S'il est juste, comment croire qu'il punisse des creatures qu'il a
rempli de faiblesses?
Si la grace fait tout en elles, quelle raison
aurait-il de les recompenser? S'il est tout-puissant, comment
l'offenser, comment lui resister? S'il est raisonnable, comment se
mattrait-il en colere contre des aveugles, a qui il a laisse la liberte
de deraisonner? S'il est immuable, de quel droit pretendrions-nous faire
changer ses decrets? S'il est inconcevable, pourquoi nous en occuper?
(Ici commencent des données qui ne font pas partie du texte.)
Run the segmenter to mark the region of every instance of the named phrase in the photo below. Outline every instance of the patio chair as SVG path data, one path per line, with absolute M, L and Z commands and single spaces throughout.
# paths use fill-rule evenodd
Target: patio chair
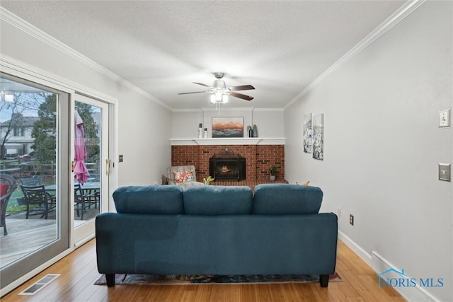
M 98 207 L 99 192 L 96 189 L 84 189 L 79 183 L 75 184 L 74 189 L 74 209 L 76 211 L 77 217 L 84 220 L 84 213 L 86 211 L 86 208 L 90 209 L 92 205 L 94 205 L 95 209 Z
M 40 185 L 40 178 L 21 178 L 21 184 L 23 185 Z
M 195 165 L 173 165 L 167 168 L 168 185 L 178 185 L 185 188 L 204 185 L 197 181 Z
M 17 184 L 13 177 L 7 174 L 0 174 L 0 227 L 3 226 L 4 234 L 8 235 L 6 229 L 6 207 Z
M 54 195 L 46 192 L 44 185 L 21 185 L 23 192 L 24 201 L 27 206 L 25 219 L 28 219 L 32 204 L 36 205 L 33 208 L 35 214 L 42 213 L 41 218 L 47 219 L 48 214 L 56 207 L 56 199 Z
S'IL A PARLE, POURQUOI L'UNIVERS N'EST-IL PAS CONVAINCU? Si la
connaissance d'un Dieu est la plus necessaire, pourquoi n'est-elle pas
la plus evidente et a plus claire? --"Systeme de la Nature", London,
1781.
The enlightened and benevolent Pliny thus publicly professes himself an
atheist:--Quapropter effigiem Dei formamque quaerere imbecillitatis
humanae reor. Quisquis est Deus (si modo est alius) et quacunque in
parte, totus est sensus, totus est visus, totus auditus, totus animae,
totus animi, totus sui. . . Imperfectae vero in homine naturae praecipua
solatia ne deum quidem posse omnia. Namque nec sibi potest mortem
consciscere, si velit, quad homini dedit optimum in tantis vitae poenis:
nec mortales aeternitata donare, aut revocare defunctos; nec facere ut
qui vixit non vixerit, qui honores gessit non gessarit, nullumque habere
in praeteritum ius, praeterquam oblivionis, atque (ut facetis quoque
argumentis societas haec cum deo copuletur) ut bis dena viginti non
sint, et multa similiter efficere non posse. --Per quae declaratur haud
dubie naturae potentiam id quoque esse quad Deum vocamus. --Plin.